Debt-financed fiscal stimulus in South Africa
Debt-financed fiscal stimulus programmes directly stimulate aggregate demand through government expenditure or tax cuts, but their effectiveness is highly dependent on direct crowding out of private sector expenditure, spillover effects to the private sector through a higher risk premium on interest rates, and the interaction between fiscal policy and monetary policy.
Using an open-economy fiscal dynamic stochastic general equilibrium model, we identify the effect of six different fiscal policy instruments (consumption spending, investment spending, transfers, consumption taxes, capital taxes, and labour taxes) on short-term and long-term (nominal and real) interest rates. These disaggregated expenditure and revenue shocks raise long-term real yields between 18 and 29 basis points, but there are non-negligible differences in the dynamic responses to each fiscal instrument.
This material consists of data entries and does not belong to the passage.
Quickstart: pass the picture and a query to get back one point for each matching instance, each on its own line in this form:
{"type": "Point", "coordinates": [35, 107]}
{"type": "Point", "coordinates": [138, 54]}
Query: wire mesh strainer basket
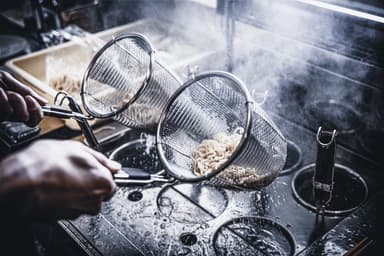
{"type": "Point", "coordinates": [125, 82]}
{"type": "Point", "coordinates": [211, 129]}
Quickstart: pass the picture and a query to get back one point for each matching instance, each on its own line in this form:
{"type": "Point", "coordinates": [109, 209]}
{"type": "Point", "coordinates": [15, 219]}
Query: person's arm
{"type": "Point", "coordinates": [18, 102]}
{"type": "Point", "coordinates": [55, 179]}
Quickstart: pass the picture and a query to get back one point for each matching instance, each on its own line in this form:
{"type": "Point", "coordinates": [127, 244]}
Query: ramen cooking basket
{"type": "Point", "coordinates": [217, 104]}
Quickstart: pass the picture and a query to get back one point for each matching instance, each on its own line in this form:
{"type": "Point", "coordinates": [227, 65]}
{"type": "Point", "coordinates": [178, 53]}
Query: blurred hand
{"type": "Point", "coordinates": [18, 102]}
{"type": "Point", "coordinates": [56, 179]}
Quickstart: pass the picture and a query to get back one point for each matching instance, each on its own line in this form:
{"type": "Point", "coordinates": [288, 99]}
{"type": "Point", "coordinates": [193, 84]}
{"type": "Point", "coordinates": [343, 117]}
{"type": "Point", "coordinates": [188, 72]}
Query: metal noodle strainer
{"type": "Point", "coordinates": [211, 129]}
{"type": "Point", "coordinates": [123, 81]}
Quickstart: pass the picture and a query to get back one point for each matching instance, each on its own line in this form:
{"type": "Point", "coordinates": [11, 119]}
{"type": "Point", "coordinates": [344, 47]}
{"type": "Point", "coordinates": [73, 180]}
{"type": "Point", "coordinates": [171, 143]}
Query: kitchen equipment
{"type": "Point", "coordinates": [219, 104]}
{"type": "Point", "coordinates": [324, 170]}
{"type": "Point", "coordinates": [124, 81]}
{"type": "Point", "coordinates": [253, 236]}
{"type": "Point", "coordinates": [349, 190]}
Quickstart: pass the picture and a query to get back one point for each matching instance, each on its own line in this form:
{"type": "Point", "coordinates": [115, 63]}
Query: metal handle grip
{"type": "Point", "coordinates": [324, 170]}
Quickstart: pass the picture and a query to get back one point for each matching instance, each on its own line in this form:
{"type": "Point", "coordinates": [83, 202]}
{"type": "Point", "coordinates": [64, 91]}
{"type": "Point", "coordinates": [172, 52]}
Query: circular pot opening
{"type": "Point", "coordinates": [253, 236]}
{"type": "Point", "coordinates": [349, 190]}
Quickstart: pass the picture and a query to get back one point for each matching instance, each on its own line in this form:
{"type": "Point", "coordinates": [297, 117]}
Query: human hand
{"type": "Point", "coordinates": [56, 179]}
{"type": "Point", "coordinates": [18, 102]}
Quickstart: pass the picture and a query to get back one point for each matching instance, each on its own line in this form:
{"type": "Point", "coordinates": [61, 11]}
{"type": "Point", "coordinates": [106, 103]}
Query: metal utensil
{"type": "Point", "coordinates": [213, 103]}
{"type": "Point", "coordinates": [134, 176]}
{"type": "Point", "coordinates": [324, 169]}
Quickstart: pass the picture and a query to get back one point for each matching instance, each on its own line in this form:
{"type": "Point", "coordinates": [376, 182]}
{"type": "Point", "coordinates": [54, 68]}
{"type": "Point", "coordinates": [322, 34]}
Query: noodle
{"type": "Point", "coordinates": [211, 153]}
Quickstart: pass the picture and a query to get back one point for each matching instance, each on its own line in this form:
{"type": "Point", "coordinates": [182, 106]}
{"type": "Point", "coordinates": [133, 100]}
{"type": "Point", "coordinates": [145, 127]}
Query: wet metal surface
{"type": "Point", "coordinates": [166, 219]}
{"type": "Point", "coordinates": [349, 190]}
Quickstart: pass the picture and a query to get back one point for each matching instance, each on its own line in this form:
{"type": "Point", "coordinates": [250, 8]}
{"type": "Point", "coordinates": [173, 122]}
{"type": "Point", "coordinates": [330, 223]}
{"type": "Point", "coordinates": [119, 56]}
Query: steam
{"type": "Point", "coordinates": [287, 59]}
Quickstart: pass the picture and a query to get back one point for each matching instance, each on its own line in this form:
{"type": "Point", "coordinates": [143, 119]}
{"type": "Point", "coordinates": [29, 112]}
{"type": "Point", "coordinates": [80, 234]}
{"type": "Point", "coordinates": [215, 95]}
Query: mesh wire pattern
{"type": "Point", "coordinates": [125, 82]}
{"type": "Point", "coordinates": [213, 103]}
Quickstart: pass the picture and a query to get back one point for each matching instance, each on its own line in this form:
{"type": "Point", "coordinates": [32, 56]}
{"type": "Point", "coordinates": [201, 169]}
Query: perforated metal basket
{"type": "Point", "coordinates": [218, 103]}
{"type": "Point", "coordinates": [125, 82]}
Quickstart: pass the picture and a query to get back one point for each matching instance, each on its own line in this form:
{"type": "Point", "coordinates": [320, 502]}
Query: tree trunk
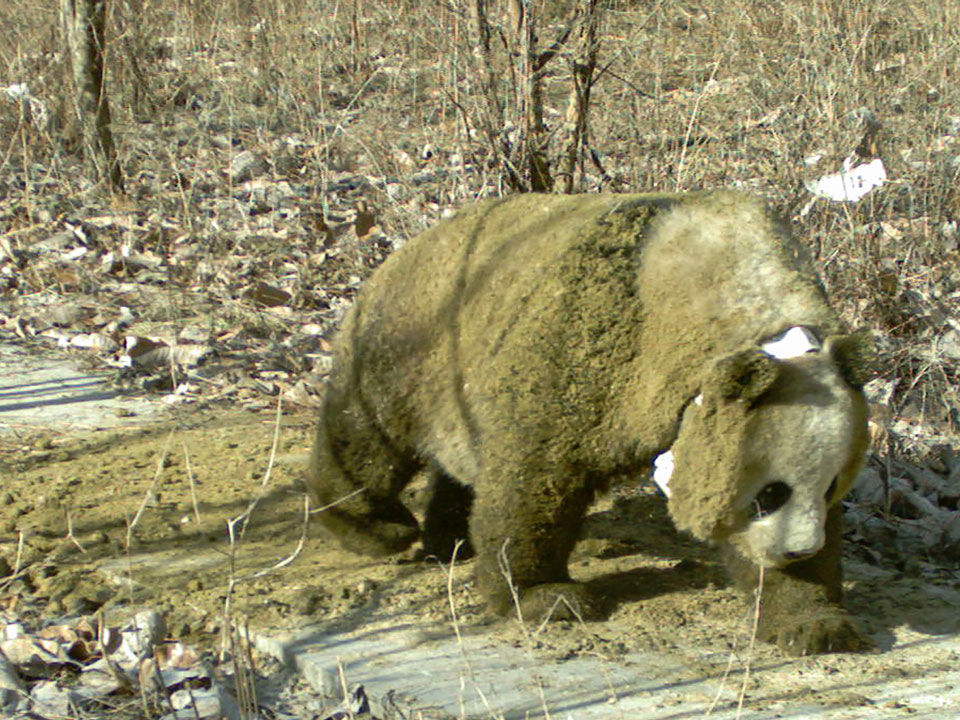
{"type": "Point", "coordinates": [83, 23]}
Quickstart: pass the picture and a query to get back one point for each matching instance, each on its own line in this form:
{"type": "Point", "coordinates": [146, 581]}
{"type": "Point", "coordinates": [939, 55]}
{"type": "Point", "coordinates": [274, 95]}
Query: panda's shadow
{"type": "Point", "coordinates": [637, 525]}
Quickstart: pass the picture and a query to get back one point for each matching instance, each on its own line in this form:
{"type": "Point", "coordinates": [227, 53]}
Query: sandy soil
{"type": "Point", "coordinates": [109, 521]}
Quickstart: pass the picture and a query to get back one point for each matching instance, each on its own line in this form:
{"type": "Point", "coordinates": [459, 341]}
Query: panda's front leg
{"type": "Point", "coordinates": [801, 606]}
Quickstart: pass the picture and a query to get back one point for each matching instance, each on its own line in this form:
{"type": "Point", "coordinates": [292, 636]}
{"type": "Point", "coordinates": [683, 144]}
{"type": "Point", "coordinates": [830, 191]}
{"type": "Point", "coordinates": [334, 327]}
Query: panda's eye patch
{"type": "Point", "coordinates": [831, 491]}
{"type": "Point", "coordinates": [771, 498]}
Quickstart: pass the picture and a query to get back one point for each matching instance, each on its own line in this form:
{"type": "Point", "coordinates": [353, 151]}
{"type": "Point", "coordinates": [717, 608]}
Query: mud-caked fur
{"type": "Point", "coordinates": [529, 351]}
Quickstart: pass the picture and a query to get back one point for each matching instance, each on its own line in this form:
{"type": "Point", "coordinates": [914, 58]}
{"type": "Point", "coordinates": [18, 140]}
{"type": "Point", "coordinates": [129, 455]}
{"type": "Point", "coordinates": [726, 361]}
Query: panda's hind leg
{"type": "Point", "coordinates": [356, 474]}
{"type": "Point", "coordinates": [447, 517]}
{"type": "Point", "coordinates": [801, 606]}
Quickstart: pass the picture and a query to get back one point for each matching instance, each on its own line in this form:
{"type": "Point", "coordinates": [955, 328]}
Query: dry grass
{"type": "Point", "coordinates": [690, 95]}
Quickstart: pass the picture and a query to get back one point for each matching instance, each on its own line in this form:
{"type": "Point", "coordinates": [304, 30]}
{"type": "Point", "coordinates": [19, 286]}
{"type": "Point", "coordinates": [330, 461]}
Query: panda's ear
{"type": "Point", "coordinates": [855, 355]}
{"type": "Point", "coordinates": [745, 375]}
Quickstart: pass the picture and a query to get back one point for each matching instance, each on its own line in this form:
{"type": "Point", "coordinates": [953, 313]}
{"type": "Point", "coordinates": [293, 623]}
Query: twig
{"type": "Point", "coordinates": [149, 493]}
{"type": "Point", "coordinates": [70, 535]}
{"type": "Point", "coordinates": [750, 648]}
{"type": "Point", "coordinates": [268, 473]}
{"type": "Point", "coordinates": [193, 488]}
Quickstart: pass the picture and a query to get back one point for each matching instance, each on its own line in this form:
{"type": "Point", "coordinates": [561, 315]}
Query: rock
{"type": "Point", "coordinates": [247, 166]}
{"type": "Point", "coordinates": [869, 489]}
{"type": "Point", "coordinates": [951, 538]}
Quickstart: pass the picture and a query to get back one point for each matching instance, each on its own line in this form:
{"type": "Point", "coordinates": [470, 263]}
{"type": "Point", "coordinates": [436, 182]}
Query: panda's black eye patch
{"type": "Point", "coordinates": [831, 491]}
{"type": "Point", "coordinates": [771, 498]}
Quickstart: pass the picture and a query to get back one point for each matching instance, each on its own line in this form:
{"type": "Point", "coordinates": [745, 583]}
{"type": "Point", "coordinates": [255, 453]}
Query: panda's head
{"type": "Point", "coordinates": [770, 445]}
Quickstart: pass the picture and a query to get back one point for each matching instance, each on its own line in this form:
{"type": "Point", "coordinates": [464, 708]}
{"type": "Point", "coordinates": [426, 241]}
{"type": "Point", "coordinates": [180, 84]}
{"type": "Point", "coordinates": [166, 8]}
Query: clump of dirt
{"type": "Point", "coordinates": [147, 518]}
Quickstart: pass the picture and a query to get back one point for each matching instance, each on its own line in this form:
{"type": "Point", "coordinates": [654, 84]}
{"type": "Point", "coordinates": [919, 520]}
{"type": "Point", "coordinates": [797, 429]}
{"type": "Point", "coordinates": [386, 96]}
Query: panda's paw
{"type": "Point", "coordinates": [560, 601]}
{"type": "Point", "coordinates": [825, 632]}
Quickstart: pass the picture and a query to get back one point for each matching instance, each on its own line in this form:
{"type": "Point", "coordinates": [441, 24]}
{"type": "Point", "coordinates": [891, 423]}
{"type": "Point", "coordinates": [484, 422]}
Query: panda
{"type": "Point", "coordinates": [531, 351]}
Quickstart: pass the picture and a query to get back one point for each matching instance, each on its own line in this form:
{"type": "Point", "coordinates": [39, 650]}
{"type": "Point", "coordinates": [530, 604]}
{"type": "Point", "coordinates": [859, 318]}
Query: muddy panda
{"type": "Point", "coordinates": [530, 351]}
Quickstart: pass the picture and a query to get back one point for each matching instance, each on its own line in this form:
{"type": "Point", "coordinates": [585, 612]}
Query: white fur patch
{"type": "Point", "coordinates": [662, 470]}
{"type": "Point", "coordinates": [794, 342]}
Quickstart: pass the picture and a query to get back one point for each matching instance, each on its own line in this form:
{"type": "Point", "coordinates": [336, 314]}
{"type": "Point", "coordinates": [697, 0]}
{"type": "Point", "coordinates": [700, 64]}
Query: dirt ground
{"type": "Point", "coordinates": [110, 521]}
Our main findings suggest that, in the context of fiscal sustainability, an investment-driven debt-financed fiscal stimulus programme would reduce the government debt-to-GDP ratio, especially in periods of economic slack when monetary policy would typically be more accommodative.
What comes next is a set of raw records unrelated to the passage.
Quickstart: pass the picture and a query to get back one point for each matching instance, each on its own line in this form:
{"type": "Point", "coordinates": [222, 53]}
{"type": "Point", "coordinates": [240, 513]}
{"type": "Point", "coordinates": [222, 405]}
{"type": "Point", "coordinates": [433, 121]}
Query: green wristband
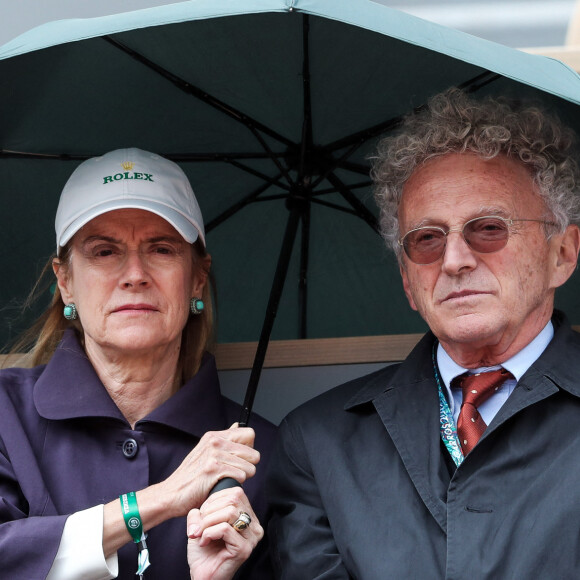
{"type": "Point", "coordinates": [131, 515]}
{"type": "Point", "coordinates": [134, 526]}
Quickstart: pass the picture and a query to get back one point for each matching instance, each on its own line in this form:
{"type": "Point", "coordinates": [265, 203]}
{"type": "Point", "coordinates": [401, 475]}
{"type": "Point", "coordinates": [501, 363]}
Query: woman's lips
{"type": "Point", "coordinates": [135, 307]}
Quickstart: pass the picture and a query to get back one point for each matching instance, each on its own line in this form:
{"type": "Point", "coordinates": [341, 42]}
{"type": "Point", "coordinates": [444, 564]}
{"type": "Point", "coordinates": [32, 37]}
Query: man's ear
{"type": "Point", "coordinates": [406, 286]}
{"type": "Point", "coordinates": [566, 248]}
{"type": "Point", "coordinates": [61, 272]}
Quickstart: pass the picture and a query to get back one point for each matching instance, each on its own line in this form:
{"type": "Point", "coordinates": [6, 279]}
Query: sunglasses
{"type": "Point", "coordinates": [484, 235]}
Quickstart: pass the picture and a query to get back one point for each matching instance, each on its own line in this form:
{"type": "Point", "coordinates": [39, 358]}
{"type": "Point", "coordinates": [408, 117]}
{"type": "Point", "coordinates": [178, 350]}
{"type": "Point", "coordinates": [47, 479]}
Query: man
{"type": "Point", "coordinates": [410, 472]}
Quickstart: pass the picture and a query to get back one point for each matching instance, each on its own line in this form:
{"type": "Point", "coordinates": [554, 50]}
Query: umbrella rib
{"type": "Point", "coordinates": [220, 157]}
{"type": "Point", "coordinates": [330, 190]}
{"type": "Point", "coordinates": [263, 176]}
{"type": "Point", "coordinates": [361, 210]}
{"type": "Point", "coordinates": [200, 94]}
{"type": "Point", "coordinates": [335, 206]}
{"type": "Point", "coordinates": [271, 311]}
{"type": "Point", "coordinates": [232, 210]}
In fact, since the global financial crisis, monetary policy has reduced the burden of fiscal adjustment in response to rising debt and a rising risk premium. But further shocks to the risk premium could offset any gains from the current stance of monetary policy (for example, a credit rating shock raises the long-term government bond rate by 155 basis points).
We conclude that if fiscal policy remains unsustainable a negative feedback loop between increasing debt-servicing costs (through a higher risk premium) and rapid debt accumulation may push the country into a sovereign debt crisis and economic distress.